Who Really Won?

Friday, March 25, 2005

Free Press: Blackwell Says Ohio "A National Model"

The Free Press writes in more detail about the Blackwell testimony.

Some snips:

Ohio Secretary of State J. Kenneth Blackwell finally testified – something he had refused to do in the Moss v. Bush Ohio election challenge before the State Supreme Court and refused to do in Washington, D.C. His testimony proved so contentious that at one point Rep. Stephanie Tubbs-Jones, D-OH, told him to “haul butt” if he was unwilling to answer questions about irregularities in the 2004 election.

“Mr. Blackwell, there have been many allegations put out there – you don’t want to hear that,” Rep. Juanita Millender-McDonald said. “But they are out there… you did have long lines, therefore there was a certain amount of disenfranchisement.”

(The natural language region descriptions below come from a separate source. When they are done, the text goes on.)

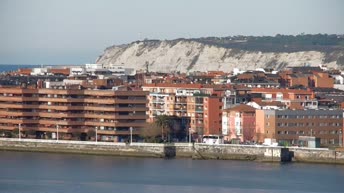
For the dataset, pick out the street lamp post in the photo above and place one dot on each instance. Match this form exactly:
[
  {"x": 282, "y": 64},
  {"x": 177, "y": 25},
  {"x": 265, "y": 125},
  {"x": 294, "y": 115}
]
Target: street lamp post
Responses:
[
  {"x": 19, "y": 131},
  {"x": 190, "y": 135},
  {"x": 131, "y": 135},
  {"x": 96, "y": 134},
  {"x": 57, "y": 132}
]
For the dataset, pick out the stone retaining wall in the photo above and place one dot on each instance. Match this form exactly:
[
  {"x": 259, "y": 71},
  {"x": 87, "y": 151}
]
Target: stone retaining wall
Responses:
[{"x": 186, "y": 150}]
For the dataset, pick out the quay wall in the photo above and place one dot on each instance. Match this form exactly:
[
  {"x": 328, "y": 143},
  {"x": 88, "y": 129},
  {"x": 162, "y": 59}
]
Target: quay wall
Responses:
[{"x": 173, "y": 150}]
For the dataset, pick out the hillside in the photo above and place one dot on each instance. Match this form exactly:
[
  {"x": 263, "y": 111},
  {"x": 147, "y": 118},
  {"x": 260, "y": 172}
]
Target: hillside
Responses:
[{"x": 245, "y": 52}]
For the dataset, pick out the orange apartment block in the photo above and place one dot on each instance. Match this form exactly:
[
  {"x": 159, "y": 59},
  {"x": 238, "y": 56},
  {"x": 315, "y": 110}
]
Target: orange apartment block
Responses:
[
  {"x": 239, "y": 123},
  {"x": 212, "y": 115},
  {"x": 321, "y": 80},
  {"x": 292, "y": 98},
  {"x": 69, "y": 111},
  {"x": 192, "y": 101},
  {"x": 289, "y": 125}
]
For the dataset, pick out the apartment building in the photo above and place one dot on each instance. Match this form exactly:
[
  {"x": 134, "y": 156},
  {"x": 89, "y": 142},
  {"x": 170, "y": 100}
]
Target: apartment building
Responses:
[
  {"x": 289, "y": 125},
  {"x": 66, "y": 111},
  {"x": 197, "y": 103},
  {"x": 239, "y": 123},
  {"x": 292, "y": 98}
]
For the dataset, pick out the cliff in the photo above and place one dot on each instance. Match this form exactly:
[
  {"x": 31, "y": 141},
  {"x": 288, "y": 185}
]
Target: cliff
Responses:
[{"x": 187, "y": 55}]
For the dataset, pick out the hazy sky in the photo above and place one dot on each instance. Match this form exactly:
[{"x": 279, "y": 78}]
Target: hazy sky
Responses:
[{"x": 77, "y": 31}]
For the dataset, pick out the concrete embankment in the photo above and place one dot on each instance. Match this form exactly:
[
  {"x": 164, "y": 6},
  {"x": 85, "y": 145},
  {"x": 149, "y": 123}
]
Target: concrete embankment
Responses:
[{"x": 178, "y": 150}]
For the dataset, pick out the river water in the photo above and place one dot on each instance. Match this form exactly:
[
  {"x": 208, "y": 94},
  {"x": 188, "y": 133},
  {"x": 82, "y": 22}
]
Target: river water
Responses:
[{"x": 23, "y": 172}]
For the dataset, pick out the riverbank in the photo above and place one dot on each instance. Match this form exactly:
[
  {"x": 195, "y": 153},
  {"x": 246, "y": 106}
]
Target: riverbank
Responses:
[{"x": 174, "y": 150}]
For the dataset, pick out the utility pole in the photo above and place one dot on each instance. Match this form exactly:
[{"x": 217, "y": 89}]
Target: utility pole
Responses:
[
  {"x": 96, "y": 134},
  {"x": 57, "y": 132},
  {"x": 19, "y": 131},
  {"x": 131, "y": 135}
]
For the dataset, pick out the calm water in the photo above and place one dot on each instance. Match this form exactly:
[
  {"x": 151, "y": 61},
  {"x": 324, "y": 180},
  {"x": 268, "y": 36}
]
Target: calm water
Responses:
[
  {"x": 42, "y": 172},
  {"x": 15, "y": 67}
]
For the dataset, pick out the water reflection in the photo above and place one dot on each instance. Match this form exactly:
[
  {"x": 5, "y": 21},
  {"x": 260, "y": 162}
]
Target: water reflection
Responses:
[{"x": 43, "y": 172}]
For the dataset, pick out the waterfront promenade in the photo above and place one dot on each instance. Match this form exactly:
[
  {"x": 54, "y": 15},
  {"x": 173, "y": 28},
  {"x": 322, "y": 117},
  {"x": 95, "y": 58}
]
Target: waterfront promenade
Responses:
[{"x": 174, "y": 150}]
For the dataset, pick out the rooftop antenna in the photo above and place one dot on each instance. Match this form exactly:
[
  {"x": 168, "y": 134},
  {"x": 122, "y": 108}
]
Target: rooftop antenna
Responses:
[{"x": 140, "y": 36}]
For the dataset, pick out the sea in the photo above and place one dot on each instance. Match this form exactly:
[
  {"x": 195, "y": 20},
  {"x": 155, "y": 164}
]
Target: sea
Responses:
[{"x": 24, "y": 172}]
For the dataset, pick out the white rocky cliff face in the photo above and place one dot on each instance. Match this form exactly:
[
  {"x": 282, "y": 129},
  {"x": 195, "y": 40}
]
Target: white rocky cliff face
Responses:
[{"x": 188, "y": 56}]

Blackwell – who turned his back to Millender-McDonald when she spoke and was told by the congresswoman to face him and speak up – had answers for all the problems cited. The shortage of voting machines was in part the federal government’s fault, he said, as HAVA required new machines – but only provided limited funding to buy those new machines. Thus he said he was unable to replace old machines or buy new ones, adding – and this is notable in itself – that even the newest electronic voting machines had unacceptable security flaws.

In sum, the House Administration Committee field hearing is likely to be one of the few chances the public will have the opportunity to hear Blackwell questioned and challenged in a legal forum. When the committee last asked him to appear– while he was in Washington, D.C. – Blackwell did not show up. Similarly, Blackwell refused to be deposed during the 2004 election challenge lawsuit process.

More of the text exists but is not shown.